(To get alerts for Commodities columns: SALT CMMKT For more on the gold bear market, see EXT5.)
Sept. 30 (Bloomberg) -- Hedge funds’ combined holdings in gold futures rose the most this month as continued U.S. monetary stimulus spurred investors to sell short contracts and sent prices toward the first quarterly advance in a year.
The net-long position in bullion jumped 12 percent to 78,654 futures and options in the week ended Sept. 24, the most since Aug. 27, U.S. Commodity Futures Trading Commission data show. Long wagers gained 1.8 percent and short bets fell 17 percent, the biggest drop in four weeks. Combined net-long holdings across 18 U.S.-traded commodities climbed 1.7 percent, the first gain in September.
Gold rose 8.2 percent this quarter after a slump into a bear market in April spurred sales of coins, jewelry and bars. The Federal Reserve refrained from trimming bond buying this month, surprising investors. The pace of purchases could remain steady at $85 billion a month into January as policy makers wait for more signs of economic recovery, Fed Bank of Chicago President Charles Evans said Sept. 27. Bullion rose 70 percent from December 2008 to June 2011 as the central bank bought debt.

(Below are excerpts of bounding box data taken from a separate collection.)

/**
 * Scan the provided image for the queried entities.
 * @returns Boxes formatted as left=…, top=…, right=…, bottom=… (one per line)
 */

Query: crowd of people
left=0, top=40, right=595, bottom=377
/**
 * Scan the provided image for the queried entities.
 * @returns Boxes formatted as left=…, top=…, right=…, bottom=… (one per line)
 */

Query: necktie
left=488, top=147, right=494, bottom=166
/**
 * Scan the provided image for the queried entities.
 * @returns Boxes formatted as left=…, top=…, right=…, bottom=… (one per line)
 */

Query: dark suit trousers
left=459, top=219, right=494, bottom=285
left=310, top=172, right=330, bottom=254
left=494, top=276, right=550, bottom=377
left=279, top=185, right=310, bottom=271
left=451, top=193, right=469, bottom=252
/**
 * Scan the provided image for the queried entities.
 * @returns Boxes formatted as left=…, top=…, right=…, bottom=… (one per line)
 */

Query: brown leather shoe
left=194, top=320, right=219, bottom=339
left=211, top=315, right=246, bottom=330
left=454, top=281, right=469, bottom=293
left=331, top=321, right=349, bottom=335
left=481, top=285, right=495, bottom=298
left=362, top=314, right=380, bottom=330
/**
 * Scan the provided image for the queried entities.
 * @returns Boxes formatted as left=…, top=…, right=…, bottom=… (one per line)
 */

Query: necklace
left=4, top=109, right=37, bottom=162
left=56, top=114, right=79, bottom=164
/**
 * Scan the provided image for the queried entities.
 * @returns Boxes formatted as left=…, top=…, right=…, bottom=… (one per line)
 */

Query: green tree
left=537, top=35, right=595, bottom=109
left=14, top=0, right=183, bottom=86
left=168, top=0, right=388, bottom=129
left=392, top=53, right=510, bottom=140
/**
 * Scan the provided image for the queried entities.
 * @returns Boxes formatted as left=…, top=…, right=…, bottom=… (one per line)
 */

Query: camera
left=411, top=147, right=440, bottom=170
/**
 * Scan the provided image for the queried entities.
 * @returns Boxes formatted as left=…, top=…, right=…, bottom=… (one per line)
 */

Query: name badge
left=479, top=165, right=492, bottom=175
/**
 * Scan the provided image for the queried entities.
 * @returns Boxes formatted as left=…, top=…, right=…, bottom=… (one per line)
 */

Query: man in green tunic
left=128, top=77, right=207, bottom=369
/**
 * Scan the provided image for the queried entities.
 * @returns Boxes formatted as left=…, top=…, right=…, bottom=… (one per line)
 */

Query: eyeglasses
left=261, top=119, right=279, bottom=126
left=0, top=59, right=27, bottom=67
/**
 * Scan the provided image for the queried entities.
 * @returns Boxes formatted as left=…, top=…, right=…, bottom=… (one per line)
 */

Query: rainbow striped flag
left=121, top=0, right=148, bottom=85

"The Fed has made it clear that the economy is weak, and the stimulus spigot will be open full-bore," said John Stephenson, who helps oversee about C$2.7 billion ($2.6 billion) at First Asset Investment Management Inc. in Toronto. "That means they’re continuing to inject more into the money supply, and that is a bullish argument for gold."

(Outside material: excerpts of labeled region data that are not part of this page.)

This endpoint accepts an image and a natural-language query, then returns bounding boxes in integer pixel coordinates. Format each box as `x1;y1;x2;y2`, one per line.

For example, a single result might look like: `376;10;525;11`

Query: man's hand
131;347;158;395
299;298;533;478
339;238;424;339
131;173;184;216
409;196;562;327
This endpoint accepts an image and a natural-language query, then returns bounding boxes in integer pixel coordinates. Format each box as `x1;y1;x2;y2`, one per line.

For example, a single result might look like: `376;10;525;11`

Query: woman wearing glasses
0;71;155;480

Futures rose 0.5 percent to $1,339.20 an ounce on the Comex in New York last week. Gold rebounded 12 percent since reaching a 34-month low on June 28. It is still down 21 percent for the year, poised for its first annual retreat since 2000, as some investors lost faith in the metal as a store of value. The contract for delivery in December slid 1.1 percent to $1,324.60 at 9:23 a.m. in New York.

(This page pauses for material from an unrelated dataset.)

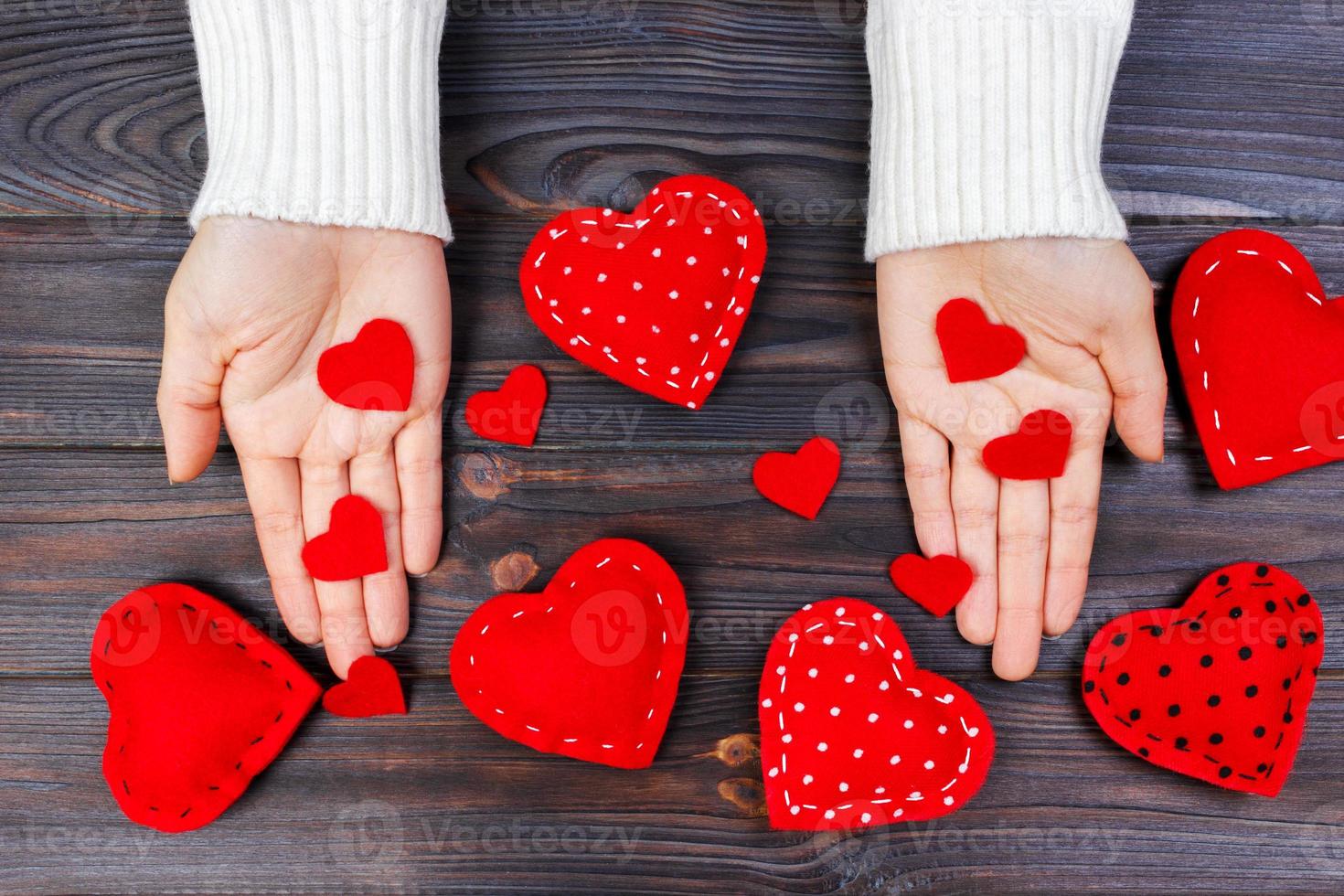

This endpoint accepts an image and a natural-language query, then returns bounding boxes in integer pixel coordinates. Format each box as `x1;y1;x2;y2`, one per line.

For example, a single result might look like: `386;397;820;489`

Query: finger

Seventeen traders and analysts surveyed by Bloomberg expect prices to rise this week, with seven bearish and three neutral. That’s the second consecutive bullish weekly survey, the first back-to-back positive outlook since July.
The Standard & Poor’s GSCI Spot Index of 24 commodities fell 0.4 percent last week and the MSCI All-Country World Index of equities slid 0.6 percent. The Bloomberg Dollar Index, a gauge against 10 major trading partners, slipped 0.1 percent, and the Bloomberg U.S. Treasury Bond Index gained 0.5 percent.